Many image analysis workflows involve the identification (segmentation) of cell nuclei as a first step to extract meaningful biological signals. Research studies may involve counting cells, tracking moving populations, localizing proteins and classifying phenotypes or profiling treatments; in all of these and more, the nucleus is a reliable compartment of reference for identifying single cells in microscopy images.

However, selecting strategies to segment nuclei is not an easy task for nonexpert users in regular biology labs. Most existing user-friendly bioimage analysis tools4,5,6 identify nuclei using classical segmentation algorithms such as thresholding7, watershed8 or active contours9. These need to be configured for each study to account for different microscopy modalities, scales and experimental conditions, often requiring great expertise to select the algorithm that suits the problem and to adjust its parameters. For advanced users, the choice can also be daunting, considering that hundreds of papers are published every year presenting new methods for cell and nucleus segmentation. And even under controlled experimental conditions, no single parameter choice can segment all images correctly, because classical algorithms can fail to adapt to the heterogeneity of biological samples or can be sensitive to technical artifacts10,11,12. Altogether, this situation slows down the pace of research and hinders biological laboratories from adopting imaging technologies owing to the time and expertise required.
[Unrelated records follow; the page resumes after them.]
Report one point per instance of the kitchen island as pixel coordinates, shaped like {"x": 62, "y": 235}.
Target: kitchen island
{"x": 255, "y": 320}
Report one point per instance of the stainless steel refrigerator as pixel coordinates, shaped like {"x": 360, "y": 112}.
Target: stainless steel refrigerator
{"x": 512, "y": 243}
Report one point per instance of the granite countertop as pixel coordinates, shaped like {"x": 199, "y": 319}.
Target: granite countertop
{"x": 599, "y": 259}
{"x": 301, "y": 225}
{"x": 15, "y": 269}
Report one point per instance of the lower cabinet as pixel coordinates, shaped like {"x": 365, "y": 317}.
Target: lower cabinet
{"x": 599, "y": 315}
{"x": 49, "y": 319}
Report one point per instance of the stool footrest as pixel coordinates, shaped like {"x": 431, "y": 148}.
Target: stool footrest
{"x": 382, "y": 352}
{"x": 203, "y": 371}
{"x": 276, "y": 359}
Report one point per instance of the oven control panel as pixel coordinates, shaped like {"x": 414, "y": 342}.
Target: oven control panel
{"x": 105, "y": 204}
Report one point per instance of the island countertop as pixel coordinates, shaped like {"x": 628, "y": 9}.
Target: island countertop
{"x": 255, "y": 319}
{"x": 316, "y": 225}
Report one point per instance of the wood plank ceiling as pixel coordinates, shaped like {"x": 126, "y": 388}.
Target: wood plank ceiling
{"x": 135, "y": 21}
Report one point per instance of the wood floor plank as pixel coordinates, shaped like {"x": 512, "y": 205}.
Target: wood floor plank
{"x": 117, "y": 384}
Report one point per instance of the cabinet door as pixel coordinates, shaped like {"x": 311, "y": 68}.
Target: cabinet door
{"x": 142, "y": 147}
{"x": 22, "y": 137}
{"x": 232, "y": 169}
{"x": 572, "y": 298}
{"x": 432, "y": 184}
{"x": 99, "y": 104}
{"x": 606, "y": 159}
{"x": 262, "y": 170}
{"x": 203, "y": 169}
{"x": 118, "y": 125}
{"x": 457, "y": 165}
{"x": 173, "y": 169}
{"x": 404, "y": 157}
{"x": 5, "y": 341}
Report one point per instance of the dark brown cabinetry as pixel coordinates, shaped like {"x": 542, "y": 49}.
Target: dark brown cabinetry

Here, we explore the idea of creating a segmentation model that can identify the nucleus of cells automatically in a diverse set of stained two-dimensional (2D) light microscopy images without human interaction. Such a model could power future robotic microscopes to facilitate a wide range of biological applications, by finding and counting nuclei in images in real time across cell types, staining types, magnification and in spite of experimental variations. A single trained model effective across instruments, stains and cell types would improve the experience of biologists and speed their research. Classical algorithms for identifying nuclei in microscopy images follow very similar computational strategies, with varying parameters or configurations (Methods, Supplementary Note 3). Our goal was to investigate whether any modern solutions, such as large capacity deep-learning models, could provide a single unifying solution without requiring manual configuration.

Biological image segmentation on the basis of machine learning already exists in user-friendly software, such as Ilastik13 and ImageJ14, and recent studies confirm the usefulness of this approach15. Deep learning has shown great potential to solve difficult problems in cellular image analysis16, and neural network models for image segmentation also exist17,18,19,20. However, existing solutions require users to create models that are customized for each experiment, taking time to prepare annotations, train models and/or configure algorithms. We instead aimed to create a generic, reusable model that is trained once and can be shared and run on a variety of fluorescence microscopy experiments without additional user intervention. We envisioned software tools for nucleus segmentation that can be used with the same ease and robustness as face detectors in natural images; they just work, without users having to train models or to configure settings and under varying lighting and scenery conditions.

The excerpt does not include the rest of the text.